The Quant Fund applies a multi-factor framework to systematic equity selection and portfolio construction. The approach combines value, momentum, quality, and volatility signals into a composite ranking that drives position selection and sizing. The target is consistent risk-adjusted returns with low sensitivity to any single factor cycle.
The Premise
Factors work, but not all the time
Academic and practitioner research has documented persistent return premia across certain systematic factors: value, momentum, quality, and low volatility among them. The challenge is that each factor goes through extended periods of underperformance.
The fund addresses factor cyclicality through diversification across multiple orthogonal factors and dynamic weighting based on the current statistical environment. No single factor dominates portfolio risk at any time.
The edge is not in discovering factors. It is in combining them with discipline and managing the periods when they do not work.
- Internal note, Britannica Capital
The Architecture
Composite signals, systematic execution
Each security in the investable universe is scored across multiple independent factor dimensions. The composite score determines selection and relative sizing. The portfolio is rebalanced systematically on a defined schedule with transaction cost optimization.

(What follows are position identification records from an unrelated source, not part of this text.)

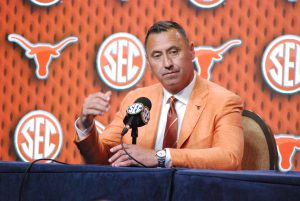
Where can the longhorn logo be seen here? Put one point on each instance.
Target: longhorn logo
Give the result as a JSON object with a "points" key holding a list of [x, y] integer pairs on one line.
{"points": [[287, 146], [45, 2], [206, 3], [42, 53], [205, 56]]}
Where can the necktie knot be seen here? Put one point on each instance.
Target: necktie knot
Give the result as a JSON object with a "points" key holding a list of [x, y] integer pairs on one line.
{"points": [[170, 137]]}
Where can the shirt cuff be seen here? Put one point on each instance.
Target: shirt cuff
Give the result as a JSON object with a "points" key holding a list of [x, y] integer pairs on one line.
{"points": [[168, 162], [82, 134]]}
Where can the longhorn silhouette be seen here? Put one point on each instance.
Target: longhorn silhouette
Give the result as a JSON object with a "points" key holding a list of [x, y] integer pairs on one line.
{"points": [[287, 146], [206, 56], [42, 53]]}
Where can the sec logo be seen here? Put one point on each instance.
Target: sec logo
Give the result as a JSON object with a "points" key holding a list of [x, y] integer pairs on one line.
{"points": [[206, 3], [45, 2], [121, 61], [281, 64], [38, 135]]}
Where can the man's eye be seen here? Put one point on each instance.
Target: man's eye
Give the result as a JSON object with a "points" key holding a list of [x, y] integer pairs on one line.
{"points": [[173, 52], [156, 56]]}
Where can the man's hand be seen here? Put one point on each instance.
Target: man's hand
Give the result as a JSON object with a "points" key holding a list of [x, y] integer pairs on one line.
{"points": [[95, 104], [141, 154]]}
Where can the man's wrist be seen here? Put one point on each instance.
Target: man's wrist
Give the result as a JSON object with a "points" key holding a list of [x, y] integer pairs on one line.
{"points": [[85, 122]]}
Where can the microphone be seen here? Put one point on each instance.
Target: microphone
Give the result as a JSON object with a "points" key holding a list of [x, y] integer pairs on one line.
{"points": [[138, 114]]}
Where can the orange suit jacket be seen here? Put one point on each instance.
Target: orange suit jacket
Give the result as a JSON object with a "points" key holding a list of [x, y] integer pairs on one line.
{"points": [[211, 135]]}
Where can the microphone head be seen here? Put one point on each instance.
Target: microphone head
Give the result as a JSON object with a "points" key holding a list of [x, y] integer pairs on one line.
{"points": [[138, 114]]}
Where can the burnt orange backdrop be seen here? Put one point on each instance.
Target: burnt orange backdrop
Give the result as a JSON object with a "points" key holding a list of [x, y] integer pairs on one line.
{"points": [[73, 75]]}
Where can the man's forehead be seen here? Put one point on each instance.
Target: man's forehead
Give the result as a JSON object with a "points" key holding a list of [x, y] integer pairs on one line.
{"points": [[164, 39]]}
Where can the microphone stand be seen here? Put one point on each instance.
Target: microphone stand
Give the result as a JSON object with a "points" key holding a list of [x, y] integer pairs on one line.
{"points": [[134, 134]]}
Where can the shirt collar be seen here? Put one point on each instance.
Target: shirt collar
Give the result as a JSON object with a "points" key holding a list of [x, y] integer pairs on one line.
{"points": [[184, 95]]}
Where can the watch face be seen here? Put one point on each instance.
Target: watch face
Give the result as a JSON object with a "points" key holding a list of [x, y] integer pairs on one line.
{"points": [[161, 153], [145, 115]]}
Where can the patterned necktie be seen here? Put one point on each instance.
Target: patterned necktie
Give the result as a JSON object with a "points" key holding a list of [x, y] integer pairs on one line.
{"points": [[170, 138]]}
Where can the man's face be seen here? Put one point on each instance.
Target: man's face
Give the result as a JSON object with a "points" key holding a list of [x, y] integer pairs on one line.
{"points": [[170, 57]]}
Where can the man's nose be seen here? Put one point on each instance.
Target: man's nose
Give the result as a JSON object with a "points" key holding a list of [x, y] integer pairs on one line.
{"points": [[167, 62]]}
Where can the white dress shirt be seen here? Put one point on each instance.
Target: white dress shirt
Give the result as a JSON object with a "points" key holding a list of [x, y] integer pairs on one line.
{"points": [[180, 106]]}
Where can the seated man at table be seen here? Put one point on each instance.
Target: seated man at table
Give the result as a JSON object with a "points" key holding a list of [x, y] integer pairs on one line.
{"points": [[206, 130]]}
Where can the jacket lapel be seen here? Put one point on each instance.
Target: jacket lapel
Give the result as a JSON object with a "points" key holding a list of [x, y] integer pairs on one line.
{"points": [[193, 110]]}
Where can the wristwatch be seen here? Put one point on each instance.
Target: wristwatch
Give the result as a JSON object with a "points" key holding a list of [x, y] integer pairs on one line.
{"points": [[161, 158]]}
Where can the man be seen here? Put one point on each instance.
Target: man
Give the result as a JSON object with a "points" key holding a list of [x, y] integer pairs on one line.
{"points": [[207, 122]]}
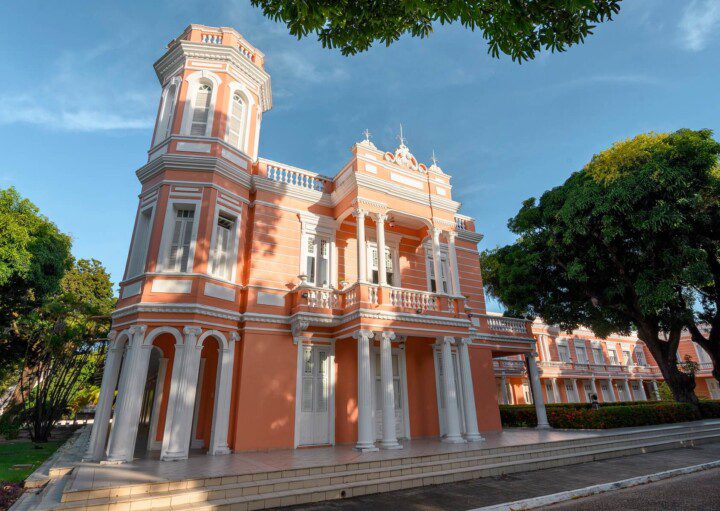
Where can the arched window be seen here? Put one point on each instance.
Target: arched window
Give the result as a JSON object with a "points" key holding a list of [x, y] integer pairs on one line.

Factor weights are not fixed. The framework adjusts factor emphasis based on the dispersion of factor returns, cross-factor correlation, and the statistical significance of recent factor performance. This adaptive layer reduces exposure to factors in crowded or low-dispersion environments.
How We Think About Risk
The architecture is the response
Every quantitative strategy carries a set of failure modes. The fund is constructed to address them structurally rather than discover them in production.
Factor Crowding
Popular factors attract capital that compresses their returns. The framework monitors factor valuations and reduces weight when crowding indicators are elevated.
Regime Shifts
Factor premia can reverse in regime transitions. Multi-factor diversification and adaptive weighting reduce sensitivity to any single factor cycle.
Data Mining
Backtested factors can reflect historical noise. Factor selection is restricted to premia with economic rationale and out-of-sample validation.
Transaction Costs
Frequent rebalancing erodes returns. Portfolio turnover is optimized to balance signal freshness against execution costs.
Infrastructure
Systematic strategies depend on reliable data and execution. Managed by Britannica Capital with institutional-grade infrastructure and independent oversight.